I have recently explored factories for seeding my database. Previously I looked at seeding a database in a way which is very simple but necessary for my needs. I also needed some dummy data on bulk to save a little time so I have used a factory to do this.
So I needed to add some dummy data to a table but I needed it to follow some specific rules. This is what I did.
Open database\factories\ModelFactory.php
$factory->define(App\FrameworkOutcome::class, function (Faker\Generator $faker) { return [ 'framework_id' => rand(1,3), 'category_id' => rand(1,5), 'outcome' => $faker->sentence(10), 'order' => 0, 'active' => 0, 'created_at' => date('Y-m-d H:i:s'), 'updated_at' => date('Y-m-d H:i:s') ]; });
There is a factory for users already set up and ready to go. It is pretty self explanatory but I will expand a little on what I did. If you want you can skip down to where I add in the call within the DatabaseSeeder.php
to get it to run.
In the code above and for your needs you can override any details you want by passing an array for your table contents.

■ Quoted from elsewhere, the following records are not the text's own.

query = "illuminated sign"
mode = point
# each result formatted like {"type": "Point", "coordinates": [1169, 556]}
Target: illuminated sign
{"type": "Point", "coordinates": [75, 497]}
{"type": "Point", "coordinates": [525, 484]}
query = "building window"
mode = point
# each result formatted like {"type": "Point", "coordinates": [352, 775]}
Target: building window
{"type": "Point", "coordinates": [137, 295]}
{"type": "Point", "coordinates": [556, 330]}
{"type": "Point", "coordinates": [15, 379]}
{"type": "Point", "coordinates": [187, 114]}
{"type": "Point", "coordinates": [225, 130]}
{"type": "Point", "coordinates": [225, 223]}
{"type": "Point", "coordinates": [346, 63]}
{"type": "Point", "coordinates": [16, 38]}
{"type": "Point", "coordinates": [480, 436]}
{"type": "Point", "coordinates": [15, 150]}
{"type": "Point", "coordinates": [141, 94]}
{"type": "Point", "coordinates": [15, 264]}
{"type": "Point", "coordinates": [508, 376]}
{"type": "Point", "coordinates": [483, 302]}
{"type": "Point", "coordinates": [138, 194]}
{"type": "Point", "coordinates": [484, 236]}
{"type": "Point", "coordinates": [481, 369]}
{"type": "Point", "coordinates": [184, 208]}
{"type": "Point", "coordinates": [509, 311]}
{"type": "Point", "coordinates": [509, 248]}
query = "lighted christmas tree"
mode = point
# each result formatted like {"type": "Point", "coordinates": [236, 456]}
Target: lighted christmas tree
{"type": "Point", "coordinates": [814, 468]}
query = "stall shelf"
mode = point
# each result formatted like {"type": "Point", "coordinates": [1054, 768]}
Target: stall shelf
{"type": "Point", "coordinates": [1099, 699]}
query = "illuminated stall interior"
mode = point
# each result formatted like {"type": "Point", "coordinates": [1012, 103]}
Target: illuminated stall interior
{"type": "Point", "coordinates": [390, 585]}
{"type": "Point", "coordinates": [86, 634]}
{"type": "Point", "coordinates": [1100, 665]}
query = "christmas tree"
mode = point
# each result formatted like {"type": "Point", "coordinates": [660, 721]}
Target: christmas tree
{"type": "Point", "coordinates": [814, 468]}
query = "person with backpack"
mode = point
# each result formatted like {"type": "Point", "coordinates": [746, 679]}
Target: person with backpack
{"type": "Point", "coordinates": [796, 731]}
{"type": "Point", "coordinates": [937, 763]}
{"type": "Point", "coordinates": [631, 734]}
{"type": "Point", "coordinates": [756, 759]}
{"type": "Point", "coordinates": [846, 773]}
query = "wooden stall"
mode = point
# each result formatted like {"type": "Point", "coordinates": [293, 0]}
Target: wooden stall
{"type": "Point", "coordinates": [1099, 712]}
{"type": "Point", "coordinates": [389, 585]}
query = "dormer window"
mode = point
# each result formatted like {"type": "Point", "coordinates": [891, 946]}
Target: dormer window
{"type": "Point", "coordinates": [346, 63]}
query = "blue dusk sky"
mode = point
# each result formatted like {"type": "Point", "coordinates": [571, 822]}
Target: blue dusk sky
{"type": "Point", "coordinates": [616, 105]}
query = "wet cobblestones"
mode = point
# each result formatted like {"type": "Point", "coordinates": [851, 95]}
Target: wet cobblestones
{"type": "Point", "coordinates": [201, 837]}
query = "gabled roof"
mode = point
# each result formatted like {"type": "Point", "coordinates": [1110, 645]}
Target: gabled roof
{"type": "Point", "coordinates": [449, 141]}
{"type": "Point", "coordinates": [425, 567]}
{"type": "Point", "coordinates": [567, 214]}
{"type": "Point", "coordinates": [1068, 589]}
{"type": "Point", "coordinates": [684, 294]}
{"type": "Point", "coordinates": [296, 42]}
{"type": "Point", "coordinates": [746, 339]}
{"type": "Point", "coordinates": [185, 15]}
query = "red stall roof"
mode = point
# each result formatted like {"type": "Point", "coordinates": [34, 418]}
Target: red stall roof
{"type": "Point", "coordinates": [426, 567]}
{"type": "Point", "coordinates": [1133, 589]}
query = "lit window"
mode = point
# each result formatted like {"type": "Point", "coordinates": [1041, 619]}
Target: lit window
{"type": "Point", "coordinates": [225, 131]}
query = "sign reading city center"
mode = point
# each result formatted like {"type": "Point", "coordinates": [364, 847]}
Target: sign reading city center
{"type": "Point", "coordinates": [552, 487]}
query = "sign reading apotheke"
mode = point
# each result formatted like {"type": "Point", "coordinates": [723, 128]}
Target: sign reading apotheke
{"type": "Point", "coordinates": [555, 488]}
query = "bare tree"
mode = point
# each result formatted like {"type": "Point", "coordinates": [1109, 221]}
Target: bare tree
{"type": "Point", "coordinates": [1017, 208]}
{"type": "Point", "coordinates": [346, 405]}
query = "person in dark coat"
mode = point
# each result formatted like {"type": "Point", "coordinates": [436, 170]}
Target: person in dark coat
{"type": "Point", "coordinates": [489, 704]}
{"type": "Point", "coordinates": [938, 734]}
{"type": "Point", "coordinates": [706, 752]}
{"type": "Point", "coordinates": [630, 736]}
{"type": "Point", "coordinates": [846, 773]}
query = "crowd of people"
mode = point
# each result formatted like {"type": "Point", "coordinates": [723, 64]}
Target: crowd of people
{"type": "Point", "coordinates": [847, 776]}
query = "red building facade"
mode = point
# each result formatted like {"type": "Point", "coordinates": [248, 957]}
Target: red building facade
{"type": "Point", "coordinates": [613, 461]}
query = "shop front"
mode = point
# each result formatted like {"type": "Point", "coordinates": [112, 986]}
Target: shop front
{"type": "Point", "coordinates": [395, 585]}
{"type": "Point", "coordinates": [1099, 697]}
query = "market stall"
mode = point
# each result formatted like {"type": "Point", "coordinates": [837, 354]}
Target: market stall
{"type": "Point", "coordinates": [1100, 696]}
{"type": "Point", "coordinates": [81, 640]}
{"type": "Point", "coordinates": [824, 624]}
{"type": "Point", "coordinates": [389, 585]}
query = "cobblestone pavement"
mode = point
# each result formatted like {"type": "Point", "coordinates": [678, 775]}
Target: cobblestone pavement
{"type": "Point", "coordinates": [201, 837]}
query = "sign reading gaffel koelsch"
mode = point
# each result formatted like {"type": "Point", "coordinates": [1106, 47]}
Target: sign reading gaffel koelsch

The FrameworkOutcome model I am working with relates to two other tables Framework and Categories. Suffice it to say that I have populated these tables but to make my outcomes relevant to these other tables I have had to specify certain attributes such as 'framework_id'
needs an integer of 1, 2 or 3. I used rand(1,3)
to achieve this and the same for ‘category_id’.
I used $faker->sentence
with 10 words in the sentence. There are a bunch of faker formatters which can be found on the Github page.
Now once this is all set up, go to database\seeds\DatabaseSeeder.php
and add the following line in the ‘run’ method.
factory(FrameworkOutcome::class, 20)->create();
Run the seeder: php artisan db:seed
Twenty records with random data within the specified guidleines will be added to the database.